Restauration des terres pastorales à Gaya : un souffle nouveau pour le secteur
Gaya, juin 2026 — La commune urbaine de Gaya a officiellement lancé les travaux de réhabilitation de 500 hectares de terres pastorales dégradées, une initiative soutenue financièrement par le Projet Intégré de Développement Urbain et de Résilience Multisectorielle (PIDUREM). Deux zones stratégiques, situées à Gaya et Tara, ont été choisies pour le démarrage symbolique des opérations.
Dès l’aube, la cérémonie d’ouverture a réuni les principaux acteurs locaux : le préfet du département de Gaya, l’administrateur délégué de la commune, le secrétaire général de la préfecture, le représentant du chef de canton, ainsi que le coordonnateur régional du PIDUREM et son équipe.
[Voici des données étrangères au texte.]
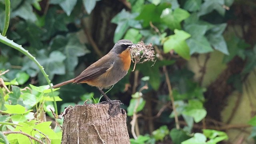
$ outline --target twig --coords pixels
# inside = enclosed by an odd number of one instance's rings
[[[203,65],[203,66],[202,67],[201,69],[200,70],[200,72],[202,72],[202,75],[200,78],[200,79],[199,80],[199,84],[200,86],[202,86],[202,84],[203,82],[203,80],[204,80],[204,78],[205,76],[205,74],[206,73],[206,64],[210,59],[210,53],[206,54],[205,57],[205,60],[204,62],[204,65]]]
[[[131,9],[132,8],[132,6],[131,5],[131,3],[128,2],[128,1],[126,0],[119,0],[120,1],[122,2],[123,4],[126,6],[127,8],[129,9]]]
[[[133,83],[133,87],[132,87],[132,93],[134,94],[135,93],[136,91],[136,88],[138,86],[138,78],[139,77],[139,71],[138,70],[135,70],[135,72],[134,72],[134,83]]]
[[[31,138],[33,140],[34,140],[35,141],[38,141],[38,142],[40,144],[44,144],[44,143],[43,143],[43,142],[42,142],[41,140],[38,139],[36,138],[35,138],[34,137],[33,137],[33,136],[28,134],[26,133],[25,133],[25,132],[14,132],[14,131],[11,131],[11,132],[2,132],[3,134],[4,134],[4,135],[6,135],[6,134],[23,134],[24,135],[25,135],[26,136],[27,136],[29,138]]]
[[[91,125],[93,126],[94,127],[94,129],[95,129],[95,130],[96,130],[96,132],[97,132],[97,133],[98,134],[98,135],[99,136],[99,138],[100,138],[100,140],[101,140],[101,142],[102,142],[102,144],[105,144],[105,142],[104,142],[104,141],[103,140],[102,140],[102,138],[101,138],[101,136],[100,136],[100,133],[99,132],[99,131],[98,131],[98,130],[97,129],[97,128],[96,128],[96,126],[95,126],[95,125],[94,125],[94,124],[91,124]]]
[[[77,144],[79,144],[79,125],[78,121],[76,121],[76,125],[77,125]]]
[[[132,126],[132,128],[131,128],[132,134],[132,136],[133,136],[133,138],[135,140],[136,140],[137,138],[138,138],[137,136],[136,135],[136,134],[135,133],[135,131],[134,130],[134,128],[135,127],[135,124],[136,123],[136,120],[137,120],[138,117],[138,116],[137,114],[135,114],[135,115],[134,115],[133,116],[132,116],[132,120],[130,122],[131,125]]]
[[[2,84],[2,85],[3,85],[3,86],[4,86],[4,88],[5,88],[6,90],[9,93],[11,92],[10,90],[9,90],[9,89],[8,89],[8,88],[7,88],[5,84],[4,84],[4,80],[3,80],[3,79],[2,78],[0,78],[0,84]]]
[[[47,140],[48,140],[48,141],[49,141],[49,142],[50,142],[50,143],[51,143],[51,140],[49,139],[49,138],[48,138],[48,136],[47,136],[45,134],[44,134],[42,132],[41,132],[40,131],[39,131],[39,130],[35,129],[35,128],[33,128],[33,129],[34,130],[36,130],[40,134],[43,135],[44,136],[45,136],[45,137],[46,138],[46,139],[47,139]]]
[[[54,118],[58,118],[58,116],[57,116],[57,115],[56,115],[56,114],[53,112],[53,110],[52,110],[52,109],[51,108],[50,108],[50,110],[51,110],[51,111],[52,111],[52,115],[54,116]]]
[[[4,71],[4,72],[3,72],[0,73],[0,76],[5,74],[6,72],[9,72],[9,71],[10,71],[10,70],[5,70],[5,71]]]
[[[81,25],[83,28],[84,34],[86,36],[86,37],[88,39],[89,42],[90,42],[91,44],[92,44],[92,48],[94,50],[96,54],[97,54],[100,57],[103,56],[103,54],[101,52],[101,51],[100,50],[98,46],[97,46],[97,44],[96,44],[95,42],[93,40],[92,37],[92,34],[91,34],[90,32],[89,32],[89,30],[88,30],[86,28],[85,22],[84,22],[84,20],[82,19],[81,20]]]
[[[239,93],[238,96],[237,97],[237,99],[236,101],[236,104],[235,104],[235,105],[234,106],[234,107],[233,108],[232,111],[231,111],[231,114],[230,114],[230,116],[228,118],[228,120],[227,120],[227,122],[226,122],[227,124],[230,124],[230,122],[231,122],[231,120],[232,120],[234,116],[235,116],[236,114],[236,111],[238,109],[238,108],[239,107],[239,105],[240,105],[240,104],[241,104],[241,100],[242,99],[242,94],[240,93]]]
[[[186,122],[184,121],[180,121],[180,123],[183,126],[187,126],[188,125]],[[207,128],[218,130],[226,130],[232,128],[240,129],[248,128],[251,126],[248,124],[225,124],[218,128],[216,128],[216,126],[208,126]],[[203,128],[203,126],[197,124],[194,124],[193,127],[194,128],[200,129]]]
[[[162,60],[163,60],[162,56],[161,54],[160,50],[158,49],[158,47],[156,46],[154,47],[156,51],[156,52],[159,55],[159,59]],[[172,85],[171,85],[171,82],[169,78],[169,75],[168,75],[168,72],[166,69],[166,67],[165,66],[163,66],[163,70],[164,72],[165,75],[166,80],[167,84],[167,86],[168,87],[168,91],[169,92],[169,96],[171,99],[171,102],[172,102],[172,109],[173,109],[173,112],[174,113],[174,120],[175,120],[175,125],[176,125],[176,128],[178,130],[180,129],[180,125],[179,124],[179,119],[178,117],[178,113],[176,110],[176,107],[174,104],[174,99],[173,98],[172,95]]]

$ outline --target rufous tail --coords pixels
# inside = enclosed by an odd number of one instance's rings
[[[62,82],[61,82],[59,84],[55,84],[55,85],[52,86],[52,88],[59,88],[62,86],[63,86],[64,85],[66,85],[68,84],[69,84],[70,83],[73,82],[74,82],[74,79],[71,79],[70,80],[67,80],[66,81],[65,81]]]

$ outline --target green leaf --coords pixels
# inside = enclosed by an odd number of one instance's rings
[[[202,0],[188,0],[184,4],[184,9],[190,12],[200,10]]]
[[[206,144],[206,137],[203,134],[196,133],[194,136],[181,143],[181,144]]]
[[[162,3],[158,6],[154,4],[145,4],[140,15],[136,18],[136,20],[142,20],[142,26],[146,27],[149,26],[150,22],[153,23],[159,23],[160,22],[160,16],[163,10],[168,8],[170,8],[169,4]]]
[[[216,25],[209,31],[207,37],[210,43],[216,50],[224,54],[228,55],[229,53],[226,41],[222,34],[227,26],[227,24]]]
[[[4,142],[4,142],[4,144],[10,144],[10,142],[8,141],[8,140],[6,138],[6,136],[4,134],[3,134],[3,133],[2,133],[1,132],[0,132],[0,139],[1,139],[4,140]]]
[[[134,20],[138,14],[136,13],[131,14],[124,9],[113,18],[111,22],[117,24],[115,30],[114,42],[117,42],[122,38],[129,26],[136,28],[141,28],[141,25],[138,21]]]
[[[248,124],[252,126],[256,126],[256,116],[252,118],[248,122]]]
[[[24,114],[33,110],[30,110],[26,111],[26,108],[25,108],[24,107],[19,104],[15,105],[5,104],[4,106],[7,108],[7,110],[3,111],[2,112],[9,114]]]
[[[30,87],[31,87],[31,88],[32,88],[32,90],[35,90],[40,92],[43,92],[44,90],[47,90],[49,88],[48,85],[36,86],[32,85],[31,84],[29,84],[29,86],[30,86]]]
[[[90,14],[96,5],[97,0],[83,0],[83,4],[88,14]]]
[[[33,106],[37,103],[36,96],[29,93],[25,93],[21,95],[21,97],[23,99],[23,104]]]
[[[228,135],[224,132],[214,130],[203,129],[203,134],[210,139],[207,142],[207,143],[209,144],[217,144],[222,140],[228,139]]]
[[[182,130],[173,128],[170,133],[172,141],[174,144],[180,144],[184,141],[191,138]]]
[[[130,140],[131,144],[144,144],[145,142],[150,139],[149,136],[139,135],[137,138],[137,139],[130,138]]]
[[[189,48],[185,40],[191,35],[182,30],[174,30],[175,34],[168,37],[168,40],[164,43],[164,52],[169,52],[174,50],[180,56],[188,60],[190,59]]]
[[[130,101],[130,104],[127,108],[127,116],[132,116],[133,114],[133,112],[134,110],[135,106],[137,104],[138,102],[139,104],[138,108],[136,110],[136,112],[138,112],[143,109],[145,104],[146,104],[146,101],[143,99],[142,97],[137,98],[132,98]]]
[[[12,115],[10,116],[12,122],[14,124],[18,124],[20,122],[25,122],[27,120],[34,119],[34,112],[30,112],[24,114],[19,114]]]
[[[203,108],[203,104],[200,101],[195,100],[189,100],[188,105],[182,112],[182,114],[192,117],[196,123],[204,118],[207,113]]]
[[[32,22],[36,20],[36,16],[33,12],[32,6],[28,1],[24,1],[21,3],[21,5],[12,12],[11,12],[11,17],[19,16],[26,20],[30,20]]]
[[[169,130],[167,126],[162,126],[159,128],[156,129],[153,132],[152,134],[156,140],[164,140],[164,137],[169,134]]]
[[[77,0],[63,0],[59,4],[68,16],[69,16],[76,4],[77,1]]]
[[[132,98],[138,98],[142,96],[142,94],[139,92],[135,92],[135,94],[132,94]]]
[[[4,84],[6,86],[10,85],[18,86],[19,85],[19,83],[18,82],[17,80],[16,80],[16,79],[17,78],[15,78],[14,79],[11,80],[11,81],[10,82],[4,82]]]
[[[177,8],[173,11],[170,8],[166,8],[161,15],[161,20],[171,30],[181,29],[180,22],[189,16],[186,10]]]
[[[150,78],[148,82],[150,84],[152,88],[155,90],[157,90],[160,86],[160,80],[159,78],[160,75],[160,71],[159,69],[159,66],[157,65],[156,62],[156,64],[152,68],[151,66],[154,63],[152,62],[147,62],[143,64],[137,64],[136,68],[140,70],[144,76],[148,76]]]
[[[34,136],[36,134],[39,134],[41,136],[41,138],[45,138],[45,136],[47,136],[48,138],[50,139],[60,139],[57,134],[53,131],[52,129],[50,128],[51,123],[52,123],[52,122],[43,122],[36,125],[34,127],[34,128],[38,130],[44,134],[44,135],[36,130],[33,131],[32,132],[32,135]]]
[[[59,96],[55,96],[55,100],[56,101],[62,101],[62,99],[60,98]],[[45,100],[46,101],[51,101],[53,102],[53,98],[52,96],[50,97],[50,96],[44,96],[44,100]]]
[[[204,25],[190,24],[185,25],[185,30],[191,34],[191,37],[186,41],[190,48],[190,54],[202,54],[213,51],[209,42],[204,36],[207,30]]]
[[[45,16],[44,28],[47,30],[44,36],[46,39],[50,38],[58,31],[67,32],[68,30],[66,26],[67,24],[65,22],[66,14],[64,13],[58,13],[57,10],[55,7],[50,7]]]
[[[17,81],[19,84],[24,84],[29,79],[29,75],[25,72],[20,72],[16,74]]]
[[[204,54],[213,51],[208,40],[204,36],[192,37],[186,42],[190,48],[190,54],[196,53]]]
[[[59,51],[54,51],[50,54],[49,57],[46,56],[45,51],[42,49],[38,52],[38,60],[44,68],[44,70],[49,75],[49,79],[51,80],[54,74],[64,74],[65,66],[64,60],[66,57]],[[39,73],[38,78],[40,82],[46,83],[46,80]]]
[[[3,89],[4,88],[3,88]],[[3,89],[2,88],[0,88],[0,110],[4,110],[4,104],[5,103],[5,100],[4,100],[4,96],[6,95],[3,91]],[[0,116],[0,118],[2,116]],[[1,118],[0,118],[0,120]],[[0,120],[0,122],[1,121]]]
[[[140,34],[139,30],[131,28],[128,30],[124,39],[129,40],[134,44],[136,44],[140,40],[142,37],[142,36]]]
[[[225,14],[225,9],[222,7],[224,5],[224,0],[204,0],[204,2],[201,5],[201,10],[198,14],[203,16],[216,10],[221,15]]]
[[[67,38],[68,43],[64,51],[67,58],[65,62],[68,71],[73,72],[78,64],[78,57],[89,53],[90,51],[80,42],[76,34],[69,34]]]
[[[18,100],[20,96],[20,90],[17,86],[12,86],[12,92],[9,94],[8,100],[12,102],[13,105],[18,104]]]

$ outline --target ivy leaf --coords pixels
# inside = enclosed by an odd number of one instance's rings
[[[11,17],[19,16],[26,20],[30,20],[32,22],[36,20],[36,16],[33,12],[33,8],[28,1],[22,3],[22,5],[15,11],[11,12]]]
[[[195,100],[189,100],[188,105],[182,112],[183,114],[192,117],[196,123],[204,118],[207,113],[203,107],[202,102]]]
[[[83,0],[83,4],[88,14],[90,14],[94,8],[97,0]]]
[[[51,52],[48,57],[46,56],[45,50],[42,49],[38,51],[38,60],[44,68],[45,72],[49,75],[49,78],[51,80],[54,74],[65,74],[64,60],[66,56],[59,51],[54,51]],[[46,84],[46,80],[40,73],[38,74],[39,81],[41,84]]]
[[[77,1],[77,0],[63,0],[59,5],[68,16],[69,16],[76,4]]]
[[[7,108],[6,111],[3,111],[9,114],[24,114],[29,112],[32,111],[30,110],[28,111],[26,110],[26,108],[23,106],[19,104],[12,105],[9,104],[5,104],[4,106]]]
[[[256,116],[252,118],[248,122],[248,124],[254,126],[256,126]]]
[[[180,144],[182,142],[191,138],[182,130],[177,130],[176,128],[172,129],[170,133],[170,136],[174,144]]]
[[[140,15],[136,18],[136,20],[143,20],[142,26],[146,27],[149,26],[150,22],[158,23],[160,22],[160,16],[163,10],[170,8],[169,4],[162,3],[158,6],[154,4],[145,4]]]
[[[190,54],[202,54],[213,51],[210,43],[204,36],[207,30],[205,25],[191,24],[185,25],[185,29],[191,34],[186,41],[190,48]]]
[[[194,136],[181,143],[181,144],[206,144],[206,137],[204,134],[196,133]]]
[[[12,102],[13,105],[18,104],[18,100],[20,96],[20,90],[17,86],[12,86],[12,92],[9,94],[8,100]]]
[[[222,35],[226,26],[226,23],[215,25],[209,31],[209,34],[207,37],[214,48],[224,54],[228,55],[229,53],[227,44]]]
[[[19,124],[22,126],[17,126],[15,128],[14,131],[19,132],[21,131],[28,134],[30,134],[33,131],[33,126],[30,126],[24,122],[20,122]],[[19,144],[30,144],[30,141],[28,138],[22,134],[10,134],[7,136],[9,140],[17,139]]]
[[[134,107],[139,100],[138,107],[136,110],[136,112],[138,112],[142,110],[145,106],[146,104],[146,100],[143,99],[143,98],[140,97],[140,98],[132,98],[130,101],[130,104],[127,108],[127,116],[132,116],[133,114],[133,112],[134,110]]]
[[[224,16],[225,10],[222,7],[224,5],[224,0],[204,0],[201,6],[201,10],[198,13],[198,16],[203,16],[216,10],[221,15]]]
[[[24,84],[29,79],[29,75],[25,72],[19,72],[16,74],[17,81],[19,84]]]
[[[136,44],[140,41],[142,37],[142,36],[140,34],[139,30],[131,28],[127,31],[124,39],[129,40],[134,44]]]
[[[202,0],[188,0],[184,4],[184,9],[190,12],[200,10]]]
[[[67,38],[68,43],[64,52],[67,58],[65,62],[68,71],[72,72],[78,64],[78,57],[89,53],[90,51],[80,42],[75,34],[68,34]]]
[[[10,118],[14,123],[18,124],[19,122],[25,122],[27,120],[34,118],[34,113],[29,112],[24,114],[15,114],[11,116]]]
[[[34,130],[32,131],[31,135],[34,136],[36,134],[39,134],[41,138],[45,138],[45,136],[47,136],[48,138],[51,139],[58,139],[60,138],[57,134],[53,131],[53,130],[50,128],[50,125],[52,122],[45,122],[39,123],[35,126],[34,128],[38,130],[39,131],[44,134],[43,135],[39,133],[38,131]]]
[[[57,11],[56,7],[50,7],[45,16],[44,28],[47,31],[44,36],[44,39],[50,38],[58,31],[67,32],[68,30],[65,21],[66,15],[65,13],[58,13]]]
[[[174,33],[168,36],[164,43],[164,52],[167,53],[174,50],[180,56],[187,60],[190,59],[189,48],[185,40],[191,35],[183,30],[177,29],[174,30]]]
[[[152,132],[153,136],[156,140],[164,140],[164,137],[169,134],[169,130],[166,125],[162,126]]]
[[[44,31],[35,23],[29,21],[26,22],[20,21],[16,27],[17,33],[20,36],[23,36],[19,40],[19,44],[23,44],[26,42],[28,42],[30,46],[33,48],[40,49],[43,47],[43,44],[40,40]]]
[[[170,8],[166,8],[161,15],[161,20],[171,30],[181,29],[180,22],[189,16],[186,10],[177,8],[173,11]]]
[[[22,94],[21,97],[23,99],[23,104],[33,106],[37,103],[36,97],[34,94],[29,93],[25,93]]]
[[[122,38],[129,26],[136,28],[141,28],[141,25],[138,21],[134,20],[138,14],[136,13],[131,14],[124,9],[112,19],[111,22],[117,24],[115,30],[114,42],[117,42]]]

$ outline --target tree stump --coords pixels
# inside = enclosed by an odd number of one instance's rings
[[[76,105],[64,116],[62,144],[130,144],[118,102]]]

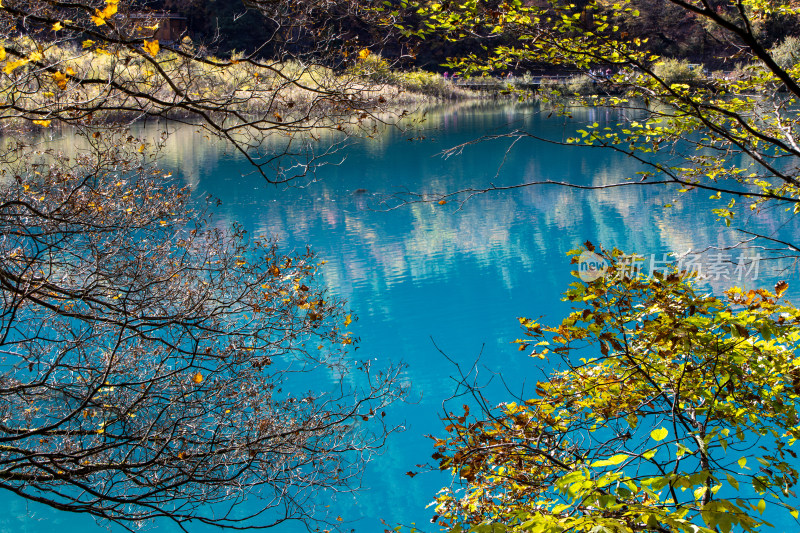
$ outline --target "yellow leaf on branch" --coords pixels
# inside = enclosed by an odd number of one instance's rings
[[[158,41],[155,41],[155,40],[153,40],[153,41],[145,40],[145,42],[142,45],[142,47],[144,48],[145,52],[147,52],[148,54],[150,54],[153,57],[156,57],[156,54],[158,54],[158,51],[161,48],[158,45]]]
[[[58,88],[62,91],[67,88],[67,76],[61,72],[53,73],[53,81],[56,82]]]
[[[29,61],[28,59],[20,59],[19,61],[11,61],[9,63],[6,63],[6,66],[3,67],[3,72],[5,72],[6,74],[11,74],[22,65],[27,64],[28,61]]]

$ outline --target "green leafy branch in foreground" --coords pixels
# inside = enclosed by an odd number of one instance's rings
[[[439,525],[727,533],[797,519],[800,310],[781,299],[787,284],[716,297],[686,272],[625,277],[620,252],[600,253],[605,278],[572,285],[561,324],[520,319],[520,349],[561,369],[532,398],[447,414],[433,457],[457,486],[437,496]]]

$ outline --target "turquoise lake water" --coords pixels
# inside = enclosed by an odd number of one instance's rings
[[[701,191],[681,195],[661,187],[586,191],[548,185],[479,195],[460,206],[383,210],[382,200],[406,190],[447,192],[546,179],[600,185],[635,177],[640,168],[623,156],[533,140],[517,143],[507,156],[508,140],[468,147],[446,159],[439,155],[485,134],[521,128],[561,139],[579,122],[618,118],[584,110],[565,123],[521,105],[434,110],[420,131],[390,130],[355,141],[343,152],[346,159],[322,168],[316,182],[290,188],[265,184],[241,157],[216,144],[175,136],[164,165],[198,198],[211,194],[221,200],[217,224],[237,221],[253,234],[276,237],[286,251],[311,245],[327,261],[323,282],[358,316],[351,326],[361,339],[358,356],[378,366],[408,365],[409,401],[389,410],[390,420],[405,431],[393,435],[383,454],[367,465],[363,491],[321,502],[344,518],[343,530],[380,532],[381,519],[438,529],[429,524],[432,511],[425,506],[449,477],[406,472],[422,470],[416,465],[429,460],[432,441],[426,435],[443,433],[439,415],[454,390],[450,376],[456,369],[439,350],[466,368],[477,361],[485,378],[494,375],[488,390],[496,403],[508,398],[503,387],[522,395],[532,389],[547,371],[545,363],[527,358],[510,342],[519,334],[517,317],[545,315],[545,321],[556,322],[568,310],[560,301],[574,281],[568,250],[588,239],[661,259],[666,252],[712,247],[711,254],[727,254],[734,262],[758,251],[716,251],[742,235],[716,221],[710,208],[720,205]],[[748,224],[778,237],[798,234],[793,219],[761,216]],[[742,281],[771,286],[780,277],[800,285],[790,262],[781,263],[789,268],[783,273],[774,272],[774,265],[764,263],[758,276],[750,276],[756,279]],[[707,287],[719,291],[730,283],[720,278]],[[2,532],[103,530],[88,518],[8,496],[4,500]],[[154,529],[173,530],[166,524]],[[299,530],[296,525],[276,529]]]

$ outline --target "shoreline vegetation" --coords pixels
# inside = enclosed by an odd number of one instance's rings
[[[16,40],[21,50],[35,55],[35,43],[27,38]],[[341,118],[334,125],[338,129],[361,127],[366,118],[381,120],[380,112],[400,113],[405,107],[458,100],[563,100],[581,96],[625,96],[628,77],[636,72],[610,72],[597,69],[590,72],[526,72],[522,75],[502,73],[500,76],[482,75],[462,77],[457,74],[436,73],[421,69],[400,70],[368,49],[359,53],[358,60],[345,69],[332,69],[322,65],[299,62],[264,62],[260,65],[243,61],[241,55],[220,59],[203,57],[194,50],[189,39],[180,43],[181,52],[194,52],[197,60],[187,60],[168,48],[147,50],[151,58],[129,50],[110,51],[93,47],[91,42],[52,46],[42,53],[58,70],[49,74],[49,85],[39,90],[27,91],[17,87],[20,95],[31,101],[32,108],[48,110],[41,120],[33,121],[40,127],[48,127],[47,113],[63,113],[76,102],[103,101],[103,115],[90,116],[89,120],[112,122],[136,121],[148,116],[147,106],[133,102],[125,93],[119,97],[103,86],[87,89],[81,80],[114,79],[126,89],[149,94],[168,102],[166,118],[182,119],[191,113],[182,112],[182,102],[172,94],[173,88],[165,77],[157,72],[164,69],[173,77],[183,77],[188,88],[184,98],[205,102],[209,114],[213,115],[216,102],[233,103],[242,117],[270,117],[274,130],[314,130],[331,114]],[[157,68],[151,60],[156,60]],[[3,72],[9,76],[24,77],[26,71],[36,68],[25,62],[5,62]],[[685,84],[692,88],[714,92],[718,82],[747,79],[757,75],[753,68],[738,66],[733,71],[709,72],[699,64],[687,60],[668,59],[654,67],[654,73],[669,84]],[[776,87],[776,90],[780,88]],[[130,91],[129,91],[130,92]],[[326,103],[327,94],[350,94],[354,102],[352,109],[342,110],[340,104]],[[20,95],[6,95],[18,98]],[[118,99],[117,99],[118,98]],[[170,101],[170,98],[172,99]],[[171,105],[170,105],[171,104]],[[359,111],[358,104],[364,104]],[[372,110],[379,113],[375,113]],[[346,111],[347,113],[342,113]],[[333,113],[332,113],[333,112]],[[407,112],[404,112],[405,115]],[[14,117],[6,117],[14,118]],[[7,129],[31,128],[26,120],[5,121]]]

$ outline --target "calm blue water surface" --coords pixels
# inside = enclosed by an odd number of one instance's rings
[[[599,110],[575,114],[575,121],[617,119]],[[722,247],[741,237],[716,221],[709,193],[679,195],[658,187],[540,186],[479,195],[460,206],[381,209],[382,199],[404,190],[444,192],[543,179],[598,185],[636,177],[641,169],[622,156],[533,140],[518,143],[507,157],[508,141],[468,147],[448,159],[437,155],[485,134],[525,128],[561,139],[574,127],[534,107],[435,110],[421,132],[391,130],[357,141],[341,164],[320,170],[318,181],[291,188],[265,184],[241,157],[203,144],[189,131],[174,136],[164,164],[180,173],[198,198],[211,194],[222,201],[217,224],[238,221],[253,234],[276,237],[286,251],[312,245],[327,261],[323,282],[359,317],[351,326],[361,338],[356,355],[378,366],[408,364],[409,402],[389,410],[405,431],[369,463],[362,492],[321,502],[343,517],[345,530],[383,531],[380,519],[438,529],[429,524],[432,512],[425,506],[449,477],[406,473],[422,470],[416,465],[428,461],[433,450],[426,435],[443,433],[439,415],[454,390],[450,376],[456,368],[439,349],[465,369],[477,361],[487,379],[496,374],[490,391],[497,402],[508,397],[503,386],[520,394],[532,388],[546,363],[527,358],[510,341],[519,334],[517,317],[546,315],[555,322],[567,311],[560,294],[574,280],[568,250],[588,239],[649,256]],[[776,236],[797,234],[794,221],[775,220],[756,217],[749,224]],[[726,253],[734,260],[740,255]],[[777,276],[762,265],[758,279],[748,284],[770,286]],[[796,269],[781,277],[797,284]],[[721,290],[728,284],[719,280],[708,287]],[[4,498],[3,532],[102,530],[90,519]],[[165,524],[155,529],[172,530]],[[300,527],[280,528],[295,530]]]

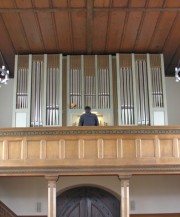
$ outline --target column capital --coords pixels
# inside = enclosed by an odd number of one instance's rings
[[[57,175],[46,175],[45,176],[45,179],[48,180],[48,181],[54,181],[54,182],[57,182],[58,179],[59,179],[59,176]]]
[[[118,178],[119,178],[120,181],[122,181],[122,180],[130,180],[131,177],[132,177],[131,174],[120,174],[120,175],[118,175]]]

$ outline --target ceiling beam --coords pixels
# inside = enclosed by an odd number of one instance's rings
[[[87,31],[86,31],[86,46],[87,53],[92,53],[92,40],[93,40],[93,1],[87,0]]]
[[[87,0],[87,8],[0,8],[0,13],[27,13],[27,12],[57,12],[57,11],[67,11],[67,12],[87,12],[88,5],[91,4],[90,0]],[[141,11],[141,12],[180,12],[180,7],[166,7],[166,8],[144,8],[144,7],[112,7],[112,8],[92,8],[95,12],[131,12],[131,11]]]

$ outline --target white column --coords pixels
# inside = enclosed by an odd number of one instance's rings
[[[48,180],[48,217],[56,217],[56,182],[58,176],[46,176]]]
[[[129,217],[129,180],[130,175],[119,175],[121,181],[121,217]]]

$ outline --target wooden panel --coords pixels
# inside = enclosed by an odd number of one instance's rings
[[[25,52],[29,50],[28,43],[26,41],[25,32],[19,15],[16,13],[7,13],[2,15],[5,25],[8,29],[9,35],[16,50],[19,52]],[[18,29],[18,31],[17,31]]]
[[[125,12],[112,12],[110,14],[106,52],[117,52],[119,50],[125,15]]]
[[[104,158],[117,158],[117,141],[116,140],[103,140],[103,157]]]
[[[86,14],[83,12],[72,13],[73,45],[76,53],[86,50]]]
[[[85,159],[97,159],[98,148],[97,140],[84,140],[84,158]]]
[[[15,0],[17,8],[32,8],[31,1],[19,1]]]
[[[20,160],[22,141],[9,141],[8,142],[8,159],[9,160]]]
[[[156,1],[154,1],[154,0],[149,0],[149,2],[148,2],[148,7],[152,7],[152,8],[154,8],[154,7],[162,7],[163,6],[163,3],[164,3],[164,0],[156,0]]]
[[[55,13],[55,21],[59,39],[59,49],[61,52],[69,53],[72,51],[72,41],[68,13]]]
[[[78,159],[78,140],[66,140],[65,158]]]
[[[144,0],[131,0],[129,6],[130,7],[144,7],[146,1]]]
[[[67,0],[52,0],[54,7],[67,7]]]
[[[0,8],[11,8],[14,6],[15,4],[12,0],[1,0]]]
[[[180,213],[131,214],[130,217],[180,217]]]
[[[147,12],[143,18],[143,23],[135,44],[135,50],[138,52],[146,52],[151,42],[159,12]]]
[[[44,46],[38,26],[38,20],[34,13],[21,13],[21,18],[30,49],[33,50],[33,52],[42,53],[44,51]]]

Étaient également présents le directeur régional adjoint de l’Environnement de Dosso, le directeur départemental de l’Environnement, les représentants de dix ONG partenaires, le chef du village de Tara et une partie de la population locale, tous témoins des premiers coups de pioche symboliques.

Des aménagements pour redonner vie aux parcours et aux sols
Financé par le PIDUREM, ce projet ambitieux vise à redonner vie à des parcelles pastorales fortement dégradées. Les travaux prévus incluent des mesures de reboisement, la mise en place de dispositifs anti-érosion (contre les vents et les eaux), la construction de structures de contournement et la réhabilitation des pistes d’accès. Ces aménagements permettront d’améliorer la capacité d’accueil des terrains pour le bétail, tout en protégeant les sols contre les phénomènes d’érosion.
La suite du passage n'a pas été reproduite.